Enormous rafts of black seaducks have congregated in Gastineau Channel in recent weeks, diving in sequence like falling dominoes. These are scoters, and there have been thousands of birds in some of the large rafts.
Their synchronous diving is entertaining. Within a few seconds, as if cued by some secret signal, dozens or even hundreds of ducks plunge beneath the water. In a large flock, one edge dives first, and row after row of ducks disappears. About 20 or 30 seconds later, they pop up, and in the course of five or 10 seconds the entire flock reappears.
It's often apparent the scoters are eating blue mussels. With binoculars you can sometimes see a scoter repositioning a big mussel in its beak in order to swallow it. Scoters mainly eat mussels and other shellfish, including small crabs. The scoter has a gizzard like a powerful fist that crushes mussels and grinds up the shells. This organ can crush a clamshell that would require a hammer for us to break open.
Scoters also eat herring roe, and the herring spawn in Berners Bay and Lynn Canal earlier this month drew large flocks of scoters.
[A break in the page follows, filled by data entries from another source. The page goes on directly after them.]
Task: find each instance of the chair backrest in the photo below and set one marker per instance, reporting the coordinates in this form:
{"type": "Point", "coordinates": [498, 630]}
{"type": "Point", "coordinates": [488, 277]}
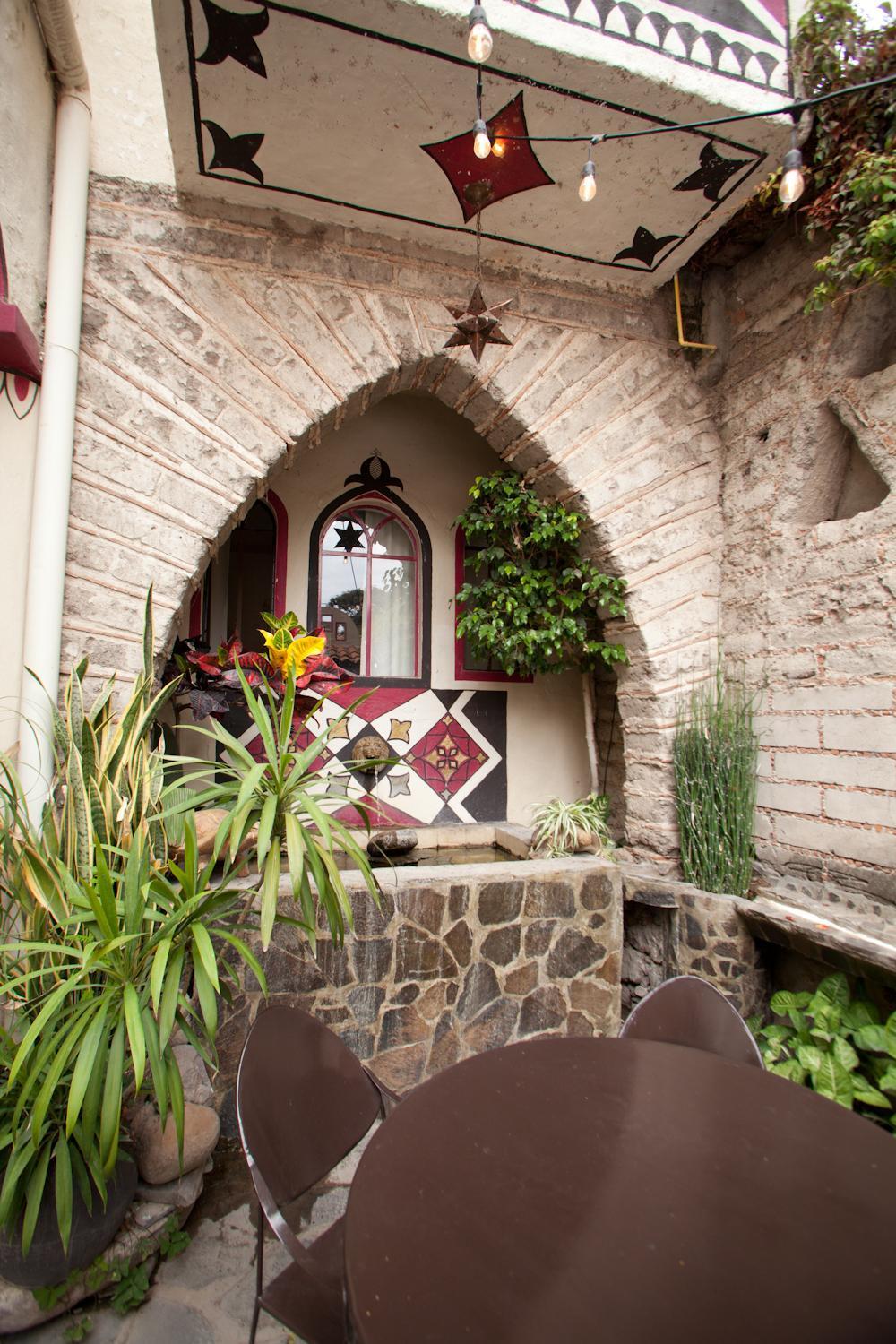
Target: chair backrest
{"type": "Point", "coordinates": [303, 1101]}
{"type": "Point", "coordinates": [688, 1011]}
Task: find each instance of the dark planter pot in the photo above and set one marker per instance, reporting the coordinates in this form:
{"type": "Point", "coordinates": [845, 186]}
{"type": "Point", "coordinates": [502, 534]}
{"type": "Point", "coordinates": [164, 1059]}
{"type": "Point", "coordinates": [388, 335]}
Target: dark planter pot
{"type": "Point", "coordinates": [91, 1231]}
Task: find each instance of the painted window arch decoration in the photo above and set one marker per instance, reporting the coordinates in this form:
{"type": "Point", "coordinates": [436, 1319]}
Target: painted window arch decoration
{"type": "Point", "coordinates": [371, 581]}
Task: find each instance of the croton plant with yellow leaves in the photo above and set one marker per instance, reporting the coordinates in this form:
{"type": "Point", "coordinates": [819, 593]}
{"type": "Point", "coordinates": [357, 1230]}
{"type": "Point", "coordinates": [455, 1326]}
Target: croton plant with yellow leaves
{"type": "Point", "coordinates": [214, 685]}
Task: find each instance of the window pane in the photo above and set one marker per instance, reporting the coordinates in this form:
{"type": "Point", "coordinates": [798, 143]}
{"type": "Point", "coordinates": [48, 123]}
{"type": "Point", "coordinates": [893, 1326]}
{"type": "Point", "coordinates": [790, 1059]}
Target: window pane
{"type": "Point", "coordinates": [392, 615]}
{"type": "Point", "coordinates": [341, 610]}
{"type": "Point", "coordinates": [392, 539]}
{"type": "Point", "coordinates": [346, 529]}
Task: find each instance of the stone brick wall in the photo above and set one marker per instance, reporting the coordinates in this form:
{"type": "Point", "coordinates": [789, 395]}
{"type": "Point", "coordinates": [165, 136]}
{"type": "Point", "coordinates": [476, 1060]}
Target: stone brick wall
{"type": "Point", "coordinates": [675, 929]}
{"type": "Point", "coordinates": [807, 593]}
{"type": "Point", "coordinates": [457, 961]}
{"type": "Point", "coordinates": [220, 346]}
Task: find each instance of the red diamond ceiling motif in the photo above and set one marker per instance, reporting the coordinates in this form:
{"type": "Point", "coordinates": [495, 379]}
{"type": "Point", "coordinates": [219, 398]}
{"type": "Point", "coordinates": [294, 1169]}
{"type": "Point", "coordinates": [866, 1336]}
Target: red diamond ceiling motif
{"type": "Point", "coordinates": [509, 168]}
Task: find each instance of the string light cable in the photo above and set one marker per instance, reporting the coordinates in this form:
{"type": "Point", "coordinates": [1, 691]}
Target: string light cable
{"type": "Point", "coordinates": [793, 182]}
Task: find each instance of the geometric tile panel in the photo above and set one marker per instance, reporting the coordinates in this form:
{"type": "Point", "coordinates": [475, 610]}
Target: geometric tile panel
{"type": "Point", "coordinates": [447, 752]}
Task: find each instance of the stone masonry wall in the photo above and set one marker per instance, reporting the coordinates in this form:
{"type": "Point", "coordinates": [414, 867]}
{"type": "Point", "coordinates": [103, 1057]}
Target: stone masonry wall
{"type": "Point", "coordinates": [220, 346]}
{"type": "Point", "coordinates": [457, 961]}
{"type": "Point", "coordinates": [675, 929]}
{"type": "Point", "coordinates": [809, 594]}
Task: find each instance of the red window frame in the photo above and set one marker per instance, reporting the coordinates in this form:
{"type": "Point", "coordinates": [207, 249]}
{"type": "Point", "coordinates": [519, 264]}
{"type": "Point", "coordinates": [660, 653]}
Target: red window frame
{"type": "Point", "coordinates": [390, 513]}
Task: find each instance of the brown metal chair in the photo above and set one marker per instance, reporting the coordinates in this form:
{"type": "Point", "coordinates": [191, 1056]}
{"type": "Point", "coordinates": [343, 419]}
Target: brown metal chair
{"type": "Point", "coordinates": [303, 1102]}
{"type": "Point", "coordinates": [688, 1011]}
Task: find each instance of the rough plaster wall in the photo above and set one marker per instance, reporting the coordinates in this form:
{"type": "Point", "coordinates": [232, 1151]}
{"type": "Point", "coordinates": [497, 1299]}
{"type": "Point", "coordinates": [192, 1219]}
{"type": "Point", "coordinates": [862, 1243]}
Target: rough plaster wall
{"type": "Point", "coordinates": [129, 134]}
{"type": "Point", "coordinates": [807, 601]}
{"type": "Point", "coordinates": [215, 351]}
{"type": "Point", "coordinates": [27, 118]}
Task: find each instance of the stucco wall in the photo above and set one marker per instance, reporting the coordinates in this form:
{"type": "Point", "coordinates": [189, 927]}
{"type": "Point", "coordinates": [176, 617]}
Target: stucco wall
{"type": "Point", "coordinates": [809, 594]}
{"type": "Point", "coordinates": [437, 454]}
{"type": "Point", "coordinates": [217, 351]}
{"type": "Point", "coordinates": [129, 137]}
{"type": "Point", "coordinates": [27, 120]}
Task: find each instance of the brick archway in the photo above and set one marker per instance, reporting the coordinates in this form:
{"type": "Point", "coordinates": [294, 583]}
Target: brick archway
{"type": "Point", "coordinates": [214, 354]}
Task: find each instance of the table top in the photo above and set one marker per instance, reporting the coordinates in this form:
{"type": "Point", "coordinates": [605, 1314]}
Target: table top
{"type": "Point", "coordinates": [568, 1190]}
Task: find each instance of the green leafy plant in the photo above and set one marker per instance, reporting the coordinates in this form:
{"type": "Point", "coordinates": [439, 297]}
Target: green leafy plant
{"type": "Point", "coordinates": [852, 147]}
{"type": "Point", "coordinates": [174, 1241]}
{"type": "Point", "coordinates": [104, 937]}
{"type": "Point", "coordinates": [560, 827]}
{"type": "Point", "coordinates": [836, 1045]}
{"type": "Point", "coordinates": [535, 604]}
{"type": "Point", "coordinates": [78, 1330]}
{"type": "Point", "coordinates": [292, 806]}
{"type": "Point", "coordinates": [132, 1287]}
{"type": "Point", "coordinates": [713, 755]}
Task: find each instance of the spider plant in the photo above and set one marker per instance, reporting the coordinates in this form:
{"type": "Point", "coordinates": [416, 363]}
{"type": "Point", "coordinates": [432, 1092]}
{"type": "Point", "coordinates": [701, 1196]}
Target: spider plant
{"type": "Point", "coordinates": [559, 827]}
{"type": "Point", "coordinates": [290, 803]}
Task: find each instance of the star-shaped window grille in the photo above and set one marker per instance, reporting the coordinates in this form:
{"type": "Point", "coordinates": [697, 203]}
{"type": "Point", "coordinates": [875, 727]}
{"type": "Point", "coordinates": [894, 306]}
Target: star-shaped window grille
{"type": "Point", "coordinates": [349, 538]}
{"type": "Point", "coordinates": [511, 167]}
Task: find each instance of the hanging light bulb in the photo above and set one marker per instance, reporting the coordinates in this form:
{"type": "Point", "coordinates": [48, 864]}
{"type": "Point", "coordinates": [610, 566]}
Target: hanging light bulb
{"type": "Point", "coordinates": [478, 39]}
{"type": "Point", "coordinates": [791, 179]}
{"type": "Point", "coordinates": [481, 142]}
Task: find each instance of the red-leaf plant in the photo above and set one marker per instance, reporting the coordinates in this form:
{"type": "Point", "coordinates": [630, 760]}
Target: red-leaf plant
{"type": "Point", "coordinates": [211, 682]}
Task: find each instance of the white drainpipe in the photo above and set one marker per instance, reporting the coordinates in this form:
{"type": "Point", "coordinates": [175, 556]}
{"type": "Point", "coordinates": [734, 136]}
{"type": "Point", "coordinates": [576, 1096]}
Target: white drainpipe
{"type": "Point", "coordinates": [59, 386]}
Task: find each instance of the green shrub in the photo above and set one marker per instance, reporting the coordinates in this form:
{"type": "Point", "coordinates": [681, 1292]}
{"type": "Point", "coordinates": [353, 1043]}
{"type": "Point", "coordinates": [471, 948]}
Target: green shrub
{"type": "Point", "coordinates": [834, 1045]}
{"type": "Point", "coordinates": [715, 781]}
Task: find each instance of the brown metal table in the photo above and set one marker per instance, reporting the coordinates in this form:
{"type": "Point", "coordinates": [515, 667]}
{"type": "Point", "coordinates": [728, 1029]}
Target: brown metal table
{"type": "Point", "coordinates": [571, 1190]}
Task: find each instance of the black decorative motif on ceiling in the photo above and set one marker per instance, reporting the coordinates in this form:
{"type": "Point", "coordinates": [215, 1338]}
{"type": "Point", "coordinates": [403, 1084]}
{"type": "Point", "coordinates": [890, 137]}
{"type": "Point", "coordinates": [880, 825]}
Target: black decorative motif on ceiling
{"type": "Point", "coordinates": [234, 35]}
{"type": "Point", "coordinates": [712, 174]}
{"type": "Point", "coordinates": [645, 246]}
{"type": "Point", "coordinates": [236, 152]}
{"type": "Point", "coordinates": [236, 155]}
{"type": "Point", "coordinates": [624, 21]}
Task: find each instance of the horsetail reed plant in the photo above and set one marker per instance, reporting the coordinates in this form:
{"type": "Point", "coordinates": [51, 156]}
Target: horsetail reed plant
{"type": "Point", "coordinates": [715, 774]}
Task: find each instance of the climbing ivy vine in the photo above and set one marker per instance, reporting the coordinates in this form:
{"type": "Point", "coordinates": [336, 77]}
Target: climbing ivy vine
{"type": "Point", "coordinates": [533, 602]}
{"type": "Point", "coordinates": [852, 148]}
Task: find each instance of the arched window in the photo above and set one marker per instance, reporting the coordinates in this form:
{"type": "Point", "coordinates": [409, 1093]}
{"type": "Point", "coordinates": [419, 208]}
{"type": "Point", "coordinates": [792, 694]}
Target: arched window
{"type": "Point", "coordinates": [370, 586]}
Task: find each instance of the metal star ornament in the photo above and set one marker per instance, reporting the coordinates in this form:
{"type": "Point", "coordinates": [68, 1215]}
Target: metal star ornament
{"type": "Point", "coordinates": [476, 325]}
{"type": "Point", "coordinates": [349, 537]}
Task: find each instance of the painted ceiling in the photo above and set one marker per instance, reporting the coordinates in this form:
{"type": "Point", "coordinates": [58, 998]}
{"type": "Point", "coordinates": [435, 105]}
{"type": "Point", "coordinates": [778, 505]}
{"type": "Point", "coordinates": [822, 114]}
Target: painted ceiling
{"type": "Point", "coordinates": [359, 113]}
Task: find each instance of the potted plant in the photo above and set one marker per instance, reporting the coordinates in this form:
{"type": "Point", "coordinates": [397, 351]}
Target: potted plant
{"type": "Point", "coordinates": [562, 828]}
{"type": "Point", "coordinates": [285, 801]}
{"type": "Point", "coordinates": [104, 935]}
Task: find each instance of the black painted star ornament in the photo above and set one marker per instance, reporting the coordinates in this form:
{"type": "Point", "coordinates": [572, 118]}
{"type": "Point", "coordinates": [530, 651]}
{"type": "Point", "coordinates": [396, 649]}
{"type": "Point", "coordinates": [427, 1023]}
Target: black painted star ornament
{"type": "Point", "coordinates": [712, 174]}
{"type": "Point", "coordinates": [236, 152]}
{"type": "Point", "coordinates": [476, 325]}
{"type": "Point", "coordinates": [349, 537]}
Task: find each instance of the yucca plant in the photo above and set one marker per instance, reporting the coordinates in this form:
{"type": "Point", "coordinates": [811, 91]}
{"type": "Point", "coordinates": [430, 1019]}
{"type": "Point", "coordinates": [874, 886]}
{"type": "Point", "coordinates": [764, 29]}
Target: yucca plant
{"type": "Point", "coordinates": [560, 827]}
{"type": "Point", "coordinates": [104, 935]}
{"type": "Point", "coordinates": [290, 804]}
{"type": "Point", "coordinates": [713, 755]}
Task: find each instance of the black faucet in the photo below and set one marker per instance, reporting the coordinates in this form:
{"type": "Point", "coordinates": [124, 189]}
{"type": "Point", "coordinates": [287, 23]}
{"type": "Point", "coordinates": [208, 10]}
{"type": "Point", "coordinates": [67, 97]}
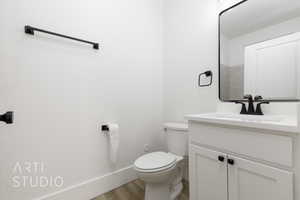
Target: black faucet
{"type": "Point", "coordinates": [251, 110]}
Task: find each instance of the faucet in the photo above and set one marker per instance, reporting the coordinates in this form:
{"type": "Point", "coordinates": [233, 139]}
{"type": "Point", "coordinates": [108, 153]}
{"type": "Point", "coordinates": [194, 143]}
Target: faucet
{"type": "Point", "coordinates": [251, 110]}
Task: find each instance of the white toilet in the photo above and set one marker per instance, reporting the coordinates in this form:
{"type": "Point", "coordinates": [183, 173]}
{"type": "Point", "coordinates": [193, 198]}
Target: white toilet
{"type": "Point", "coordinates": [161, 171]}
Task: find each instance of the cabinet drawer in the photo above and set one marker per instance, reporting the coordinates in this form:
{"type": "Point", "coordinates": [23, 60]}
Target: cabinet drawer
{"type": "Point", "coordinates": [267, 147]}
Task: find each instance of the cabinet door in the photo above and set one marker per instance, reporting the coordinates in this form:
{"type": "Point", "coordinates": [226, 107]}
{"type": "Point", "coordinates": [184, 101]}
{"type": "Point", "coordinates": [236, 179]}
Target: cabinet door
{"type": "Point", "coordinates": [249, 180]}
{"type": "Point", "coordinates": [208, 174]}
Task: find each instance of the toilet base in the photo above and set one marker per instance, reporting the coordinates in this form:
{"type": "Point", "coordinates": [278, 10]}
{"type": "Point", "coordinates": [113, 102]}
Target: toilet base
{"type": "Point", "coordinates": [156, 191]}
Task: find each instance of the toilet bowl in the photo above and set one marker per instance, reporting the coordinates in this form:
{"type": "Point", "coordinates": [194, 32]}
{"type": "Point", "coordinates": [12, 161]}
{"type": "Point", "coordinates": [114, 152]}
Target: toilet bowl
{"type": "Point", "coordinates": [162, 172]}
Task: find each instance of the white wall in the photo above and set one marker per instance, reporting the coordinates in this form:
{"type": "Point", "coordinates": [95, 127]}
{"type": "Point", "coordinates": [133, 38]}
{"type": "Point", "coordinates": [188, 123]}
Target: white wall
{"type": "Point", "coordinates": [274, 108]}
{"type": "Point", "coordinates": [190, 48]}
{"type": "Point", "coordinates": [62, 90]}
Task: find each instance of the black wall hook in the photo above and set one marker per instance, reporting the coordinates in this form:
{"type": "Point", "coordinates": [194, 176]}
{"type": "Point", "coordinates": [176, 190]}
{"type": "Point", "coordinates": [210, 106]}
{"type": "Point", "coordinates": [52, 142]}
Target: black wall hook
{"type": "Point", "coordinates": [206, 74]}
{"type": "Point", "coordinates": [104, 127]}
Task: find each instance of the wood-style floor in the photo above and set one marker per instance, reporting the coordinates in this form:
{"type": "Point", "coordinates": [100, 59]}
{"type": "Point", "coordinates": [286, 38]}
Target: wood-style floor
{"type": "Point", "coordinates": [135, 191]}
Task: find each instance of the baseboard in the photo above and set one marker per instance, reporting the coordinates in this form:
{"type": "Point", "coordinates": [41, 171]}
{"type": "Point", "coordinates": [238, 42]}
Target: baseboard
{"type": "Point", "coordinates": [93, 187]}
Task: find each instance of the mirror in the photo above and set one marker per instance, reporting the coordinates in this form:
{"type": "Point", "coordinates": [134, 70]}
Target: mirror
{"type": "Point", "coordinates": [259, 50]}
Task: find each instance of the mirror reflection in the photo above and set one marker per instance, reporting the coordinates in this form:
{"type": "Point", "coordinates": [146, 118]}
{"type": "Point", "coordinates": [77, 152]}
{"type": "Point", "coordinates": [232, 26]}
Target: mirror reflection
{"type": "Point", "coordinates": [260, 50]}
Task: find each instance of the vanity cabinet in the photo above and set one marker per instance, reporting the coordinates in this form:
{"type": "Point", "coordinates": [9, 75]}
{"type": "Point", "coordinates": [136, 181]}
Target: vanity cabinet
{"type": "Point", "coordinates": [219, 176]}
{"type": "Point", "coordinates": [208, 174]}
{"type": "Point", "coordinates": [235, 163]}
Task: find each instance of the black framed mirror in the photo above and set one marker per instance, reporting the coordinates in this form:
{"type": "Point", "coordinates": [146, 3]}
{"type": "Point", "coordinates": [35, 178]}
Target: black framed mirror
{"type": "Point", "coordinates": [259, 50]}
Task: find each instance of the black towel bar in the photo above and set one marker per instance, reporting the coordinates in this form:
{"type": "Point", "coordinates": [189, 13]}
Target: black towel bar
{"type": "Point", "coordinates": [30, 30]}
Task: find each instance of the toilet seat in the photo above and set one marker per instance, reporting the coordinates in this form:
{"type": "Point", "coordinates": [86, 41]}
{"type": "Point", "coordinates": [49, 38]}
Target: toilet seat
{"type": "Point", "coordinates": [155, 162]}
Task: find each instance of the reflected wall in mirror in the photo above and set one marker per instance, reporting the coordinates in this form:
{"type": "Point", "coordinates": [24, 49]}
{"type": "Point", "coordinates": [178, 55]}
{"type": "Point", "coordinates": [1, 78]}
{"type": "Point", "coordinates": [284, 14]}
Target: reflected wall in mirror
{"type": "Point", "coordinates": [259, 45]}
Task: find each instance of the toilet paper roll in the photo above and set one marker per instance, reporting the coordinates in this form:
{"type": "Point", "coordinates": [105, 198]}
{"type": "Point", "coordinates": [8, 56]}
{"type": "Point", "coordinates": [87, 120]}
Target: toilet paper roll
{"type": "Point", "coordinates": [114, 140]}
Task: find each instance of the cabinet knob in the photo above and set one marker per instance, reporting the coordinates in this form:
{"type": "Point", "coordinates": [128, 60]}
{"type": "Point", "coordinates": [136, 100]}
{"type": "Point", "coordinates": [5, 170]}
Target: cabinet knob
{"type": "Point", "coordinates": [221, 158]}
{"type": "Point", "coordinates": [230, 161]}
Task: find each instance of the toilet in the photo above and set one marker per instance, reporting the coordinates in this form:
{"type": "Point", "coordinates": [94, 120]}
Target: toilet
{"type": "Point", "coordinates": [162, 172]}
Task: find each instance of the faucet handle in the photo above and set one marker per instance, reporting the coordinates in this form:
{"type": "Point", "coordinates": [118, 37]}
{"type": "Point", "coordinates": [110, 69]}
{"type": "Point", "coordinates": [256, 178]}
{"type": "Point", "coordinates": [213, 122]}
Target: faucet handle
{"type": "Point", "coordinates": [258, 107]}
{"type": "Point", "coordinates": [257, 98]}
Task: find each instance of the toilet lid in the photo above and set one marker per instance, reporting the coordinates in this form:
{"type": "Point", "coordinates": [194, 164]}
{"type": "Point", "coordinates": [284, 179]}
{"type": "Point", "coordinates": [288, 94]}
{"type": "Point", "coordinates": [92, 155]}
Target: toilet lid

In summer, when scoters are nesting on freshwater lakes, they feed mostly on aquatic insects, and some water plants such as pondweed.
Scoters nest on freshwater, mostly in the Arctic, in northern Alaska and Canada. Nonbreeding scoters such as juveniles may not migrate to the breeding grounds. Scoter ducklings are precocious and born ready to swim and feed; they can catch bugs and don't need to be fed like many baby birds. Scoter broods will often mix, and one parent may be seen with large numbers of ducklings. They grow quickly and in about three months they're ready to migrate south with their parents.
There are three kinds of scoters; in Southeast Alaska surf scoters are by far the most abundant, white-winged scoters are somewhat common and black scoters are least common. All are similar at a glance - large black ducks generally in big flocks. Those flocks may contain a mix of the three species.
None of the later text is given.